Sexuality Policy Watch

Armenia: Changes in the law on abortion

Originally posted by the International Campaign for Women’s Right to Safe Abortion on 02/11/2016. Available at: 


A number of changes were made in the Law (Article 10) covering abortion. The amended version of the law has been signed by the President and came into force from 6 August 2016. The objectives of the amendments were as follows:

– Sex-selective abortions are prohibited by law (such a provision was not included in earlier legislation).
– It is now an obligation to provide a mandatory three-day “period of reflection” before the final decision of a woman who has applied for an abortion.
– Commitment to set mandatory counselling before the abortion, in order to provide the woman with details of all the consequences and complications of pregnancy, as well as informing her and raising awareness of contraceptive methods after termination of pregnancy.
– The Minister of Health are assigned to medical, social abortion instructions, contraindications, powers invested to establish standard forms of documents necessary to establish lists of research, the process of abortion.
– It was also stipulated administrative responsibility for the doctor in case of failure to comply with a written notification and consent procedure.

For more information on the text, see:

The Women’s Resource Center, a women’s rights organization, has expressed its concerns about the following points:

1. Armenia does have some abortions on the basis of sex, and the numbers are quite troubling. Each year, 1,400 girls are not born because of sex-selective abortion of a fetus in pregnancy. The results are documented by the UN Population Fund, the Ministry of Health and Perinatology, Obstetrics and Gynecology, a joint research institution. The statistics from official data, since 1993, report the sex ratio to be 110 to 120 boys per 100 girls. At the same time, the natural sex ratio is supposed to be 102 to 106 boys per 100 girls. When the government decides to introduce a law that prohibits sex-selective abortions, there should be an understanding of the laws that prevent change, in order to move forward. As long as society does not change the view that men have a more dominant role than women, and does not realize that women should have equal rights and opportunities with men in every field, no change will occur. This is evidenced by the fact that abortion laws only allow abortions to be performed after twelve weeks if there are certain factors as regards social consideration, which, naturally, do not cover abortions based on sex. Still, at this time they are being carried out and some abortions are sex selective. In order to change society’s attitude towards this phenomenon, steps of special education without prohibition are necessary.

2. It is necessary to understand the nature and the purpose of counselling, which should be carried out with women before they need an abortion. We fear that during the counselling intended by the new law, the woman will be presented only with negative consequences of abortion and the accusation that it is her sin if she has an abortion, and this is how she would hurt herself. Instead, counselling should be carried out by specially trained professionals on the medical staff.

3. At the same time, we believe that the preparation of all the necessary documents required by the UN [note: meaning unclear] should be established in a short period of time. Changes should be implemented quickly because the procedure can take quite a long time and this complicates a woman’s health and mental state.
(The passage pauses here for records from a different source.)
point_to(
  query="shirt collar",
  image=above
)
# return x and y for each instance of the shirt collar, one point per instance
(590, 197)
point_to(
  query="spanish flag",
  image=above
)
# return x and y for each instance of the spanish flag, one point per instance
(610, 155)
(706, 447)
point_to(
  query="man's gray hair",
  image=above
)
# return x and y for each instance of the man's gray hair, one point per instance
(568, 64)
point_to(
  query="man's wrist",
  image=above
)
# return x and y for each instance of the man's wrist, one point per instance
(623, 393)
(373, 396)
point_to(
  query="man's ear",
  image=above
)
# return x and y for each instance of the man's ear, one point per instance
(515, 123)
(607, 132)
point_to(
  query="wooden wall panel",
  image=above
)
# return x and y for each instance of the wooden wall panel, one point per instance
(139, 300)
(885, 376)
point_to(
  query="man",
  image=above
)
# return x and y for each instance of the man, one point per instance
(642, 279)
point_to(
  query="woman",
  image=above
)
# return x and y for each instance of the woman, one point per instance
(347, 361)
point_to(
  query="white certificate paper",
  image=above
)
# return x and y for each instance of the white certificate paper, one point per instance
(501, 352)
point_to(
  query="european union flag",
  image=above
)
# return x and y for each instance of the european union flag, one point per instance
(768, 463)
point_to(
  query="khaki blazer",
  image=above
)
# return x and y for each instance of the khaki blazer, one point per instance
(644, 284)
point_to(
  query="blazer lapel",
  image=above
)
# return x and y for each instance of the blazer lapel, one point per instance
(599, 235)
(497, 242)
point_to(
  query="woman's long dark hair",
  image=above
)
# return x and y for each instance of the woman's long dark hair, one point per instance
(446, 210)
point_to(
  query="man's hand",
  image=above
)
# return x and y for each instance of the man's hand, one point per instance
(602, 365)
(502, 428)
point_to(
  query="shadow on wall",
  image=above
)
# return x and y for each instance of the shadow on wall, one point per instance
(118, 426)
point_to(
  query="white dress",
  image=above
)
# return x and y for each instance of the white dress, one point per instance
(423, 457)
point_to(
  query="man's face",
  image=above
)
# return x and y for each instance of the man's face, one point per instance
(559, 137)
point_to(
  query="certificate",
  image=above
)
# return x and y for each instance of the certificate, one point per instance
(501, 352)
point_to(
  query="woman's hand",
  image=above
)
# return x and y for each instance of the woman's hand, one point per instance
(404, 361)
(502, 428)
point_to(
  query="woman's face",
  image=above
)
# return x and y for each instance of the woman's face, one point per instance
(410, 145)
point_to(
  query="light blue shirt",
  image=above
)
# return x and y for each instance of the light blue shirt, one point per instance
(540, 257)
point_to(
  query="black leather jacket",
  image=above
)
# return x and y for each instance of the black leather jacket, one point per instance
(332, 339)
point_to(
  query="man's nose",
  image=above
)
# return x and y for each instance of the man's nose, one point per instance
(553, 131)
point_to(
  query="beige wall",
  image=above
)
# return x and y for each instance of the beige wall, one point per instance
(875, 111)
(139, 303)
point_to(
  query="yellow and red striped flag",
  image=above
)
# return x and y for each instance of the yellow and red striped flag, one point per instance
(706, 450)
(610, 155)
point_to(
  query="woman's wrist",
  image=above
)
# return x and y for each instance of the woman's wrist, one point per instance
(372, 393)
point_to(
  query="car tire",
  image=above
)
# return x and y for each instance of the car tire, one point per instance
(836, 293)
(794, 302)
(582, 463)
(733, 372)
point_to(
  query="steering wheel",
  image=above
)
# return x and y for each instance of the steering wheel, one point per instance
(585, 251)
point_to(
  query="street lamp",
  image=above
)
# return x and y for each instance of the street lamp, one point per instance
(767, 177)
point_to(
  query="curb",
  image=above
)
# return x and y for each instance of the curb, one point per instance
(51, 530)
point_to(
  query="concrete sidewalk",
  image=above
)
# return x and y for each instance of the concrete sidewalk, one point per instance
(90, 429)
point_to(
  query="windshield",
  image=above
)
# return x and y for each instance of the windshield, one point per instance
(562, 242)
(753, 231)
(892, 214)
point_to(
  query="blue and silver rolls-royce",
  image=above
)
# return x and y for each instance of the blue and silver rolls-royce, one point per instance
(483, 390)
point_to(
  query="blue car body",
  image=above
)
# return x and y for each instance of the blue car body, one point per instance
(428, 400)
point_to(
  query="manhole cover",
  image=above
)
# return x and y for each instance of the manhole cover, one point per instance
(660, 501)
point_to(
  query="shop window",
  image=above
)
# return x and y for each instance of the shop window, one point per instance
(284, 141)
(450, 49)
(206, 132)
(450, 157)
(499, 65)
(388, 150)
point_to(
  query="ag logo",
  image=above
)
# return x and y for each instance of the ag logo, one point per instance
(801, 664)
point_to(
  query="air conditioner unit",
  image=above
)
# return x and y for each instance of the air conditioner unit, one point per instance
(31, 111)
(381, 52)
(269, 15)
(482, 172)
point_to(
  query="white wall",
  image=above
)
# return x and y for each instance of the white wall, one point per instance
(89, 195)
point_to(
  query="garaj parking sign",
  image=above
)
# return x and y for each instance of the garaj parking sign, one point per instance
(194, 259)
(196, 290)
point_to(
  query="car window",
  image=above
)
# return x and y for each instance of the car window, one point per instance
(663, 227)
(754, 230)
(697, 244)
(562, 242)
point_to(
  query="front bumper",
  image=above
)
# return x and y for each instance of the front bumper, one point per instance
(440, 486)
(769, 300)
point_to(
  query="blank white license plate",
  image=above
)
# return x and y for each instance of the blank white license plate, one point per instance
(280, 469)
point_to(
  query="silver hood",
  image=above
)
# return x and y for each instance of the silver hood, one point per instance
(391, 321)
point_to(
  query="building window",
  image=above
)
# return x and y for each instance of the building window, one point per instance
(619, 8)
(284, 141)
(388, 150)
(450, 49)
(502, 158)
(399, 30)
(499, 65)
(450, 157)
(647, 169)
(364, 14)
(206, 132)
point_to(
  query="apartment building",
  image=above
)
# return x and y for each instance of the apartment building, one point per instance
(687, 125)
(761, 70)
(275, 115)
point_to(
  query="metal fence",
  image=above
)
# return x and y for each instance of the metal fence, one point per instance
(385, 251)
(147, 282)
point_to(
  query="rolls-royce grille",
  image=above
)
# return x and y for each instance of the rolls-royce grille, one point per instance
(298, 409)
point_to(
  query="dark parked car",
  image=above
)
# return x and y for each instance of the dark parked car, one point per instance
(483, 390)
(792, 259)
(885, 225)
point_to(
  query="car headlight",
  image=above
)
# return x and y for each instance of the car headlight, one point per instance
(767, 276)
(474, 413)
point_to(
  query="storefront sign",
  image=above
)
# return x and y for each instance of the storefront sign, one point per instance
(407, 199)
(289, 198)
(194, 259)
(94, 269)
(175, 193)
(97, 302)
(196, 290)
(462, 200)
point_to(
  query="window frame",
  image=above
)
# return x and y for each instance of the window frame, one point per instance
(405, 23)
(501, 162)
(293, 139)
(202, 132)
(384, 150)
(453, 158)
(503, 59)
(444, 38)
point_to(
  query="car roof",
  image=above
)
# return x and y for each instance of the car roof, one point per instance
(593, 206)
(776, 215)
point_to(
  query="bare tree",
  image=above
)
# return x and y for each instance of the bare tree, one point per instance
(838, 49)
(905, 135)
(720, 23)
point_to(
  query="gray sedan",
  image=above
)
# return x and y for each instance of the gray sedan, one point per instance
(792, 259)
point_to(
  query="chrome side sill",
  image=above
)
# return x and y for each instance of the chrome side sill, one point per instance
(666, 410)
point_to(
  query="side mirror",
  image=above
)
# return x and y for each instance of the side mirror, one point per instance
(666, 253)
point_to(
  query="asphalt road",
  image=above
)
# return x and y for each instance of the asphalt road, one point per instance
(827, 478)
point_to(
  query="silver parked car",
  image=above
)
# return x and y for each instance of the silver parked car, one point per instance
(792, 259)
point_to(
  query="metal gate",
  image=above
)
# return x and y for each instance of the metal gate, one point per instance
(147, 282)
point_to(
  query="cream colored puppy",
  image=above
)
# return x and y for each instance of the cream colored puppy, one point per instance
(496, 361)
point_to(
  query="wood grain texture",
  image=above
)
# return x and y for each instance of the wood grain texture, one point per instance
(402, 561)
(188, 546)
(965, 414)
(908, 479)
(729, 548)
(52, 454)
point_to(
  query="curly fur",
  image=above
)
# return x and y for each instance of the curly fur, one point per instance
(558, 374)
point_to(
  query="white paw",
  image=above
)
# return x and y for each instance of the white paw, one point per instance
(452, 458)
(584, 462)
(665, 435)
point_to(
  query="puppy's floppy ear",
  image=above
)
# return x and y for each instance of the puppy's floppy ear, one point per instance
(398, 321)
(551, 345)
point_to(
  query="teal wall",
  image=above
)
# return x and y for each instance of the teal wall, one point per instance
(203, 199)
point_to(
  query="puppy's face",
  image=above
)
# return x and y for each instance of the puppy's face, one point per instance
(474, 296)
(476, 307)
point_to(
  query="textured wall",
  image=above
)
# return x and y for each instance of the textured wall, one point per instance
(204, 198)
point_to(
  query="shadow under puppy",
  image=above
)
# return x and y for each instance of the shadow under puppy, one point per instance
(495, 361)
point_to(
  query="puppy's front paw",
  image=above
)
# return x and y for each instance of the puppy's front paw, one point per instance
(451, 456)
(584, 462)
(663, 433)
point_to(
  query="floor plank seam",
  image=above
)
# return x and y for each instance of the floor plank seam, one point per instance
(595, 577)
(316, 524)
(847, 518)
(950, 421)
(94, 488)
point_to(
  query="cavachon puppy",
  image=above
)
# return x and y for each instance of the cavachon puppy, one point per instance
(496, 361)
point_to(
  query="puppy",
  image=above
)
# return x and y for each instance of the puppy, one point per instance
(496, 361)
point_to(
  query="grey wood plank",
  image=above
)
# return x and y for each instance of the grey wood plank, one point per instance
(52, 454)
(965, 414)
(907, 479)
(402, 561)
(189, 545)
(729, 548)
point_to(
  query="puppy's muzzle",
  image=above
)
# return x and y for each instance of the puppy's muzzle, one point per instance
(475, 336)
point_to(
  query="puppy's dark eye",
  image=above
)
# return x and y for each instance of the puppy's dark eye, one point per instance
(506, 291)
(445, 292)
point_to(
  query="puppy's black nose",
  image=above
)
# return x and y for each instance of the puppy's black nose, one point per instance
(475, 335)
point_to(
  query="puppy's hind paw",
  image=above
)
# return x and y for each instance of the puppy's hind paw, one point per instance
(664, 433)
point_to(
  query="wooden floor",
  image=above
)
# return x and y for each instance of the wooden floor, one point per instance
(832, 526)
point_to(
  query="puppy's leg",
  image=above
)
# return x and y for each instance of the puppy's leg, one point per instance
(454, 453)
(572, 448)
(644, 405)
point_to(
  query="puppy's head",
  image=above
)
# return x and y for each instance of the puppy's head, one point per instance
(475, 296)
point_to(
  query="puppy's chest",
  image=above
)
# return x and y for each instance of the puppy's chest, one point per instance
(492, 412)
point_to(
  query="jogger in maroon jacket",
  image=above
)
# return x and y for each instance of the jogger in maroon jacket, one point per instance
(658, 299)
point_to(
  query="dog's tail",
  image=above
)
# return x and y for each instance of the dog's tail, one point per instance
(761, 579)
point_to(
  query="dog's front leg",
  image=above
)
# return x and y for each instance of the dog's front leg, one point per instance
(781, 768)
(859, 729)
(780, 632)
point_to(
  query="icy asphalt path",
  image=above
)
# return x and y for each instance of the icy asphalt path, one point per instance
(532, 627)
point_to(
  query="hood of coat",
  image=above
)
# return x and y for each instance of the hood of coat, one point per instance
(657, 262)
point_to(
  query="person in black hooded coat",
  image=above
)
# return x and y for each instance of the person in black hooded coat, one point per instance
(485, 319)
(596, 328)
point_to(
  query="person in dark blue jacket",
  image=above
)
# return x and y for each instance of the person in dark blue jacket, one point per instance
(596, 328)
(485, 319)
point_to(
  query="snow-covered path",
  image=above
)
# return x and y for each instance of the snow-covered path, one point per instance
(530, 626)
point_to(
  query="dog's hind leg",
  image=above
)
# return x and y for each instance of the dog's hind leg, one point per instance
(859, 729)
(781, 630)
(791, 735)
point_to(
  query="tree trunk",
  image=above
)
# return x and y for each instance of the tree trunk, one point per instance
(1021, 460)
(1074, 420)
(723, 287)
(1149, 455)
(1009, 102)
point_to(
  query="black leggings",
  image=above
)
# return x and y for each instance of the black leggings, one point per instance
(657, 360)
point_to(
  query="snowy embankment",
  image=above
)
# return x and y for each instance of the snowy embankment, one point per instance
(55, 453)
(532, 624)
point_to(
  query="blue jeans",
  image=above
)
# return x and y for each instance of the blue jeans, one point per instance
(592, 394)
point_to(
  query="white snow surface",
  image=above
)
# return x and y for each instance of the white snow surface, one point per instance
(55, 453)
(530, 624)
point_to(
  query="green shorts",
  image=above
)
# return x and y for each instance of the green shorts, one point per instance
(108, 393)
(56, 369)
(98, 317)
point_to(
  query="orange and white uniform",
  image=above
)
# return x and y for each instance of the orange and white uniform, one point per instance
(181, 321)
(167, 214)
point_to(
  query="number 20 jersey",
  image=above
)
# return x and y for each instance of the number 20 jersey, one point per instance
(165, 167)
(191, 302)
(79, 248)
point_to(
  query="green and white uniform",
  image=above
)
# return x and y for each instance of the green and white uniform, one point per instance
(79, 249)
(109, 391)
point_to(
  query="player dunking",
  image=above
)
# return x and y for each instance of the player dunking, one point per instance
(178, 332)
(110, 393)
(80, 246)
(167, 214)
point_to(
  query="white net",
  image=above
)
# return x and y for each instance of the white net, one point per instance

We have reservations about the fact that the [UN] decides whether the social indications permitted to access to abortion are justified or not. It could create a quite subjective and biased attitude. We attach importance to clearly setting out the social indicators allowed to carry out the procedures for all women in an equitable and transparent manner.

4. The Women’s Resource Center is concerned about the changes in the law, because as we understand it, these changes have been made to impose the most strict control over abortion. Note that all of the countries where abortion is prohibited or there are obstacles related to the law, the birth rate is increasingly low, while in contrast, women’s deaths are more common. In addition, women’s reproductive health problems are more common. In the cases where women seek to use the legal services for abortion, they will also have to face a [biased] lecture on negative consequences of abortion.

In Armenia, the number of abortions is high. The reason is misinformation about contraceptive methods and violation of a woman’s right to make her own decisions. Consequently, we urge not to implement the new restrictions and controls, but to organize informational and educational events that will include a series of programmes aimed at the right to gender equality and access to contraception. It is important that these programmes are available in all regions.